Because it was made in the mid-eighties, expecting the animation and music to be up to date would be foolish. There are definite flaws in the animation and the Hardsuits looks awful in places, but at others times the animation is better than much of what is found currently. The music is definitely better than almost all the newer anime music and the feel and mood of the series overall is very good.
The opening of Tinsel City has been copied by more than a few other anime, which makes it even more worth seeing than it already was. The action blends well with the music and the atmosphere is perfect, never once broken up.
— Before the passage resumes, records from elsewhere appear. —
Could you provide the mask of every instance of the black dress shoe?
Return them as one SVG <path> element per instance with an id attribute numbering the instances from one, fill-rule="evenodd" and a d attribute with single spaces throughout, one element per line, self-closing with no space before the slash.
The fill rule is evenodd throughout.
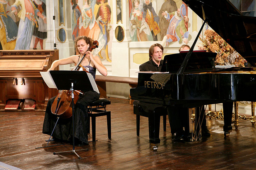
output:
<path id="1" fill-rule="evenodd" d="M 210 133 L 209 130 L 208 130 L 207 126 L 202 127 L 201 128 L 201 131 L 202 136 L 211 136 L 211 133 Z"/>
<path id="2" fill-rule="evenodd" d="M 55 140 L 54 139 L 54 138 L 53 137 L 52 137 L 51 139 L 50 139 L 50 140 L 49 140 L 49 139 L 48 140 L 46 140 L 45 141 L 46 142 L 48 142 L 49 141 L 49 142 L 53 142 L 54 141 L 55 141 Z"/>

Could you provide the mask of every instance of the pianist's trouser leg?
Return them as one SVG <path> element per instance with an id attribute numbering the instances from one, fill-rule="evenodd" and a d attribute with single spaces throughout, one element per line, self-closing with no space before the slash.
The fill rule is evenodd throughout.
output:
<path id="1" fill-rule="evenodd" d="M 231 123 L 233 111 L 233 102 L 223 103 L 223 116 L 224 116 L 224 126 L 223 131 L 225 132 L 230 132 L 232 131 Z"/>
<path id="2" fill-rule="evenodd" d="M 168 106 L 167 107 L 168 118 L 172 135 L 183 131 L 183 115 L 187 113 L 187 109 L 186 108 L 178 107 Z"/>
<path id="3" fill-rule="evenodd" d="M 199 107 L 199 111 L 201 111 L 200 113 L 200 122 L 201 124 L 201 127 L 206 126 L 206 118 L 205 118 L 205 111 L 204 106 L 203 105 Z"/>

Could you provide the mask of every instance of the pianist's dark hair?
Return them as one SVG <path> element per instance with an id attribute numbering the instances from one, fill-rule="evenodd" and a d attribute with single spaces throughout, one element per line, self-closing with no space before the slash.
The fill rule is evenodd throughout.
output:
<path id="1" fill-rule="evenodd" d="M 188 45 L 187 45 L 186 44 L 183 44 L 183 45 L 181 46 L 180 47 L 180 48 L 179 49 L 179 52 L 180 52 L 181 50 L 181 49 L 184 48 L 185 47 L 188 47 L 188 48 L 190 49 L 190 47 L 189 47 L 189 46 Z"/>
<path id="2" fill-rule="evenodd" d="M 80 52 L 79 52 L 79 51 L 78 51 L 77 48 L 77 41 L 79 40 L 81 40 L 81 39 L 83 39 L 85 41 L 85 42 L 87 44 L 89 44 L 90 47 L 93 45 L 93 42 L 94 40 L 90 38 L 87 37 L 86 36 L 77 36 L 75 38 L 75 46 L 76 47 L 76 51 L 77 53 L 78 53 L 80 54 Z"/>
<path id="3" fill-rule="evenodd" d="M 154 52 L 154 48 L 155 47 L 159 47 L 159 48 L 162 50 L 162 51 L 163 51 L 163 47 L 162 46 L 162 45 L 158 43 L 154 44 L 150 47 L 149 50 L 148 50 L 148 55 L 149 55 L 150 56 L 150 60 L 152 60 L 152 56 L 153 55 L 153 53 Z"/>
The rest of the episode falters in only a few places. Priss blatantly ignoring Sylia's orders is setting up the series for something that will happen repeatedly. Maybe too often, actually. The introductions to Sylia Stingray and Priss Asagiri are superb. By the end, we know what they are each like and how they act in combat and otherwise. The combat scenes seem to say as much about them as speaking scenes do. Sylia is brutally personal while Priss stays at a distance.
Linna, Nene, and Mackie are virtually wasted in this episode, but everything is continued in episode two right from where Aqua City blows up, so that is justified. The introductions to Mason and Quincy are also brief but well done. By the second episode, Mason is a major player--we already know he will be due to the time spent on him in this episode, though.
The major flaw of Tinsel City is that it got caught up in Priss. Priss is a great character, far more developed than many characters from television series. But wouldn't it have been best to spend some more time reflecting on Sylia's childhood or Mason's true objectives? Why were they neglected like that? From the beginning of the episode, it is obvious that Priss was designed to be popular. Some BGC fans (and non-BGC fans) have called her a screen hog because of this. I don't personally think she's nearly as bad as some would claim, but their viewpoints are justified.
The other problem is that this episode seems inconclusive. That's fine, though, because it was meant to be that way. This leaves room for further episodes, and this one is wrapped up in Born to Kill.
The one thing about this episode that seems to bother nearly everyone is the ending theme, Mister Dandy. It is the one and only song sung by a male for the entire series, and it's not the most memorable tune. It might have been preferable if it hadn't been used for the series.